I've given up driving (slow reflexes, faulty depth vision), walking in high heels (balance and feeling the ground), a drink now and again (some unexpected reactions, not a bit pleasant), movies (just cannot sit still that long without getting rigid and cold), and forget about having sex (no details, but let's just say too scary, won't be doing that again). Sigh -- but I look well?
Is that really what it comes down to? Pity the wretched because of how they look, don't pity the attractive, because it is really only important to look good?
I know that everyone with ideas on how to keep warm has the best of intentions but I haven't a clue how to convey, succinctly, that my body just does not work as you'd expect.
As bad as dealing with the cold is, even worse is the level of functioning with limited mobility and cramped hands. Not because it is painful, the worst is that I cannot do what I'd like to. Millions of worth while ideas every day and I cannot execute but a couple of them at best.

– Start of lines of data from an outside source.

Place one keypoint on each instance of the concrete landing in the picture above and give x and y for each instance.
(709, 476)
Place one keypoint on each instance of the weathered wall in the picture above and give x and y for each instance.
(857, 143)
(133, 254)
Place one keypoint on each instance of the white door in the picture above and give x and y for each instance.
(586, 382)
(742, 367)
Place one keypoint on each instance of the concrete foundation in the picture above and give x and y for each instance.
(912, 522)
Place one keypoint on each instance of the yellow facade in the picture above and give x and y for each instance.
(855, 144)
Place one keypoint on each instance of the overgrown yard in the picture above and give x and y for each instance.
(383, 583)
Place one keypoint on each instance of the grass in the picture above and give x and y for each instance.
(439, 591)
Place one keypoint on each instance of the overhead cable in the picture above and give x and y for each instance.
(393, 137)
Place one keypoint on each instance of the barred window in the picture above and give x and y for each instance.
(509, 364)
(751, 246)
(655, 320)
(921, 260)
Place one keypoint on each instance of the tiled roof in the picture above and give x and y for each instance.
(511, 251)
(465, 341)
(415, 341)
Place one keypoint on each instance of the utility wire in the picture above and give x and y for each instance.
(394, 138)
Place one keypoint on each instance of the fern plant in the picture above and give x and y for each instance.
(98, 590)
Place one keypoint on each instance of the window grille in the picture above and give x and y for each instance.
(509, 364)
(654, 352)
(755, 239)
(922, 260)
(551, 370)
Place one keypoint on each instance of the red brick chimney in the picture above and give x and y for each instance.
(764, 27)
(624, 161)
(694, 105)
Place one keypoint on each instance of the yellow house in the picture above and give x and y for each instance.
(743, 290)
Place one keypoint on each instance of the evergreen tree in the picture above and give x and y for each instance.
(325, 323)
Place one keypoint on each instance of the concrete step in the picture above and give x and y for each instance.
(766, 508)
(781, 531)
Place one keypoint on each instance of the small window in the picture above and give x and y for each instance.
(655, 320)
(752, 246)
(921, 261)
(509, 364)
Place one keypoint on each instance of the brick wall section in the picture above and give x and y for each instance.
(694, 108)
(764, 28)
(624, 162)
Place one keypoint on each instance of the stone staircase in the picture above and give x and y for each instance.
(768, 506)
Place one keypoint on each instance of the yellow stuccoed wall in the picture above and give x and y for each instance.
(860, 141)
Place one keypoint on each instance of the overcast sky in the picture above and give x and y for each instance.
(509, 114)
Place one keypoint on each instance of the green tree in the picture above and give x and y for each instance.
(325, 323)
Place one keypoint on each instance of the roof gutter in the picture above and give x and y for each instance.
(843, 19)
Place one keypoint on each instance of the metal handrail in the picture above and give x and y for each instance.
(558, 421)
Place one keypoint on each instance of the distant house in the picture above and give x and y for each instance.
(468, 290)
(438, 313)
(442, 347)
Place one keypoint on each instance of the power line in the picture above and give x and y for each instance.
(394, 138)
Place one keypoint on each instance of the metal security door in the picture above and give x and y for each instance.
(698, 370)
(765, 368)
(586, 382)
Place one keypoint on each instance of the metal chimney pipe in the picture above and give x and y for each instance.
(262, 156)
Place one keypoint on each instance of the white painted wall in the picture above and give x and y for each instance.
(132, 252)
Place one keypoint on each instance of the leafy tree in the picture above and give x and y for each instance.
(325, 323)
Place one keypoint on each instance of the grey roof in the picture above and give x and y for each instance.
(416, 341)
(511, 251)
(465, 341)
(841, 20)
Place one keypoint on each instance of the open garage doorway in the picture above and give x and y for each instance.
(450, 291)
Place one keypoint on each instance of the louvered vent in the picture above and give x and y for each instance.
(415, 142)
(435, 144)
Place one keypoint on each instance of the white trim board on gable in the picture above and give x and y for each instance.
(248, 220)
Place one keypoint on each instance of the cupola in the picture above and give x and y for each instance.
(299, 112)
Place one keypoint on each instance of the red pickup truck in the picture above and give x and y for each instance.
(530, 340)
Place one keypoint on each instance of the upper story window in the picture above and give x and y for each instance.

There is a heap of bright shiny ideas and inspired artwork clogging up my brain, stories, paintings, poems, correspondence, and if I'm lucky I can manage and email and a bit of knitting or crochet work.. If, that is, I've managed to get the necessary everyday hygiene, keeping the body warm and housework out of the way and have an ounce of energy left. Ghastly, I finally haven't got to work at a soul sucking job, but now have even less left to work with. I'm looking for a silver lining and am coming up with burlap. I feel apologetic to the cosmos for falling short of my potential. Honest I tried very hard. Not quite good enough, sorry.
Forgive the whine, forgive me if I am over explaining, but you see, there has been no indication that anyone outside the orphans with the same brand of dysautonomia, actually "gets it". I'm living in this body, it still feels entirely unlike my body to me, rather like having been taken out of my perfectly tuned former body and given this total jalopy which only looks the same. some things in like you just cannot get used to, rather like losing a breast or a limb. I suppose I have only phantom senses.